McGilligan discerns in this traumatic revelation a template for Nicholson's own life: his aversion to marriage, his search for father figures, his offbeat attitude to parenthood. Raised in a household of women, Jack apparently thrived, prompting his oft-quoted reflection that 'under such circumstances it's a miracle that I didn't turn out to be a fag'. He almost didn't turn out to be an actor, either. Few people recall any particular thespian gifts in the young Nicholson, though most agree that he had a wonderful smile.

Abandoning New Jersey for Los Angeles in 1954, he marked time as a lifeguard, a mail clerk and a gofer at MGM's animation studio before landing his first screen role in a 1958 B-movie called Cry Baby Killer: a break, but not a breakthrough. He had to wait another 10 years for that, slumming it meanwhile in a series of Roger Corman's baroque horror flicks, once described as 'the kind of trash only a mother or a Cahiers critic could sit through and love'. 'They were just bad,' was Nicholson's own succinct epitaph.

But, as McGilligan observes, the Corman years at least taught Nicholson what he didn't want to do with his career - screenwriting, for one - and once his role as the quixotic lawyer in Easy Rider (1969) launched him into the Hollywood firmament, he took control of his destiny, and his percentages, with a canniness few have matched.

If the Sixties were formative; the Seventies belonged to him. His collaborations with Bob Rafelson - Five Easy Pieces (1970) and The King of Marvin Gardens (1972) - gave notice of a singular talent, but it was three very different roles - in The Last Detail (1973), Chinatown (1974) and One Flew Over the Cuckoo's Nest (1975) - that helped set standards of finesse, integrity and sardonic bravado for modern screen acting. No American actor since Brando has come within striking distance of performances like those.

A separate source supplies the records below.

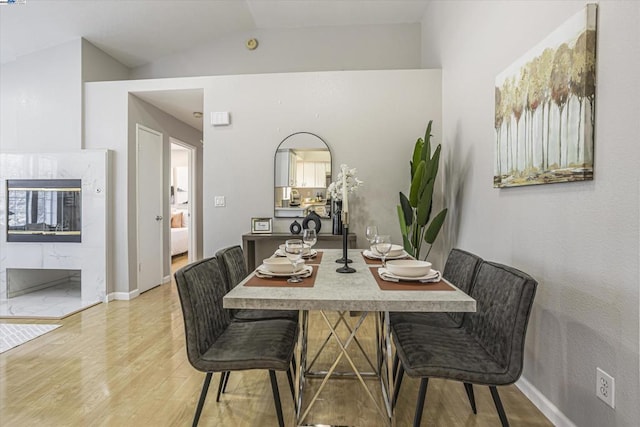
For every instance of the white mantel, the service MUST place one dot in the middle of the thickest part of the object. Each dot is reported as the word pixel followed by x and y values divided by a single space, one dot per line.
pixel 91 255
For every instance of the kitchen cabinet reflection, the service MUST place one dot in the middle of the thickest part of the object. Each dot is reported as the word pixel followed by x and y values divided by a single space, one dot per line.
pixel 302 174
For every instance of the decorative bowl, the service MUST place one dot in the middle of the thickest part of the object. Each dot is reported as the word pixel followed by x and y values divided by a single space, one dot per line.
pixel 409 267
pixel 396 250
pixel 305 252
pixel 280 265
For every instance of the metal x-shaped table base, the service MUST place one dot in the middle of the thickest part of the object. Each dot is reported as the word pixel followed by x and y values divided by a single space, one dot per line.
pixel 383 357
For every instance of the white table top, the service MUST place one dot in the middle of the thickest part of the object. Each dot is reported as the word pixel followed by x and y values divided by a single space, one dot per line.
pixel 339 291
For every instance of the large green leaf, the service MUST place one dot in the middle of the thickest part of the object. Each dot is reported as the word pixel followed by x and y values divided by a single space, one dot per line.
pixel 435 226
pixel 414 191
pixel 426 150
pixel 407 246
pixel 435 161
pixel 424 207
pixel 407 211
pixel 417 153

Success apparently blew away any pretence of sexual restraint. Nicholson had been briefly married in the early 1960s, but his roving eye and an LSD habit put paid to that. He had a lot of catching up to do. Bacchanalian parties chez Jack became notorious, as did the unconcealed appetite that clouded, and eventually wrecked, his only long-term relationship, with Anjelica Huston. What credence can be given to these tales of priapic indulgence is uncertain; Nicholson and many of his intimates declined to talk to McGilligan, so tabloid cuttings and hearsay play a regrettably active role in this book. Yet Nicholson has never gone out of his way to deny even the raciest stories. One can understand his weariness: first, he's fed up giving interviews, and secondly, as he once pointed out, his biography is already out there, in the films.

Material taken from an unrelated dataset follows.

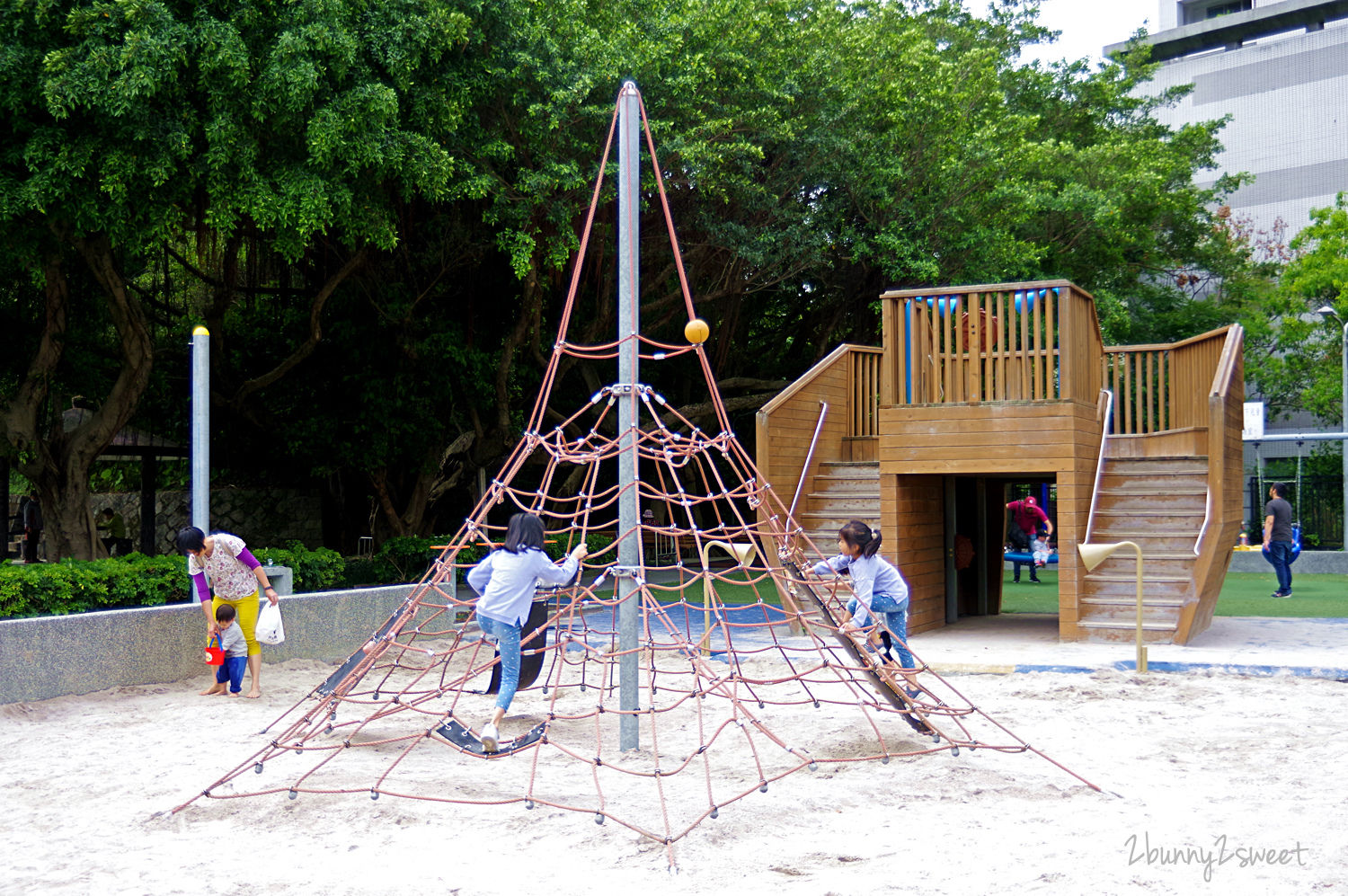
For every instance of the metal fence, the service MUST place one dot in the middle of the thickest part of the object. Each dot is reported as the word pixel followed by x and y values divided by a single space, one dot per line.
pixel 1317 501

Sadly, Nicholson's work has gone into more or less irreparable decline in the last 10 years. Nobody - or at least nobody with talent - can afford him these days. Ever since The Shining (1980) he has proved too rich and too famous to be gainsaid or coaxed out of caricature. Only his recent cameo as the steel-bollocked warhorse in A Few Good Men recalled the command and lightning gear-changes of the old Jack. For the rest, he seems content to be Hollywood's King Leer, chasing young women, checking the contractual small print and playing golf. According to reports, he still likes rock'n'roll, too.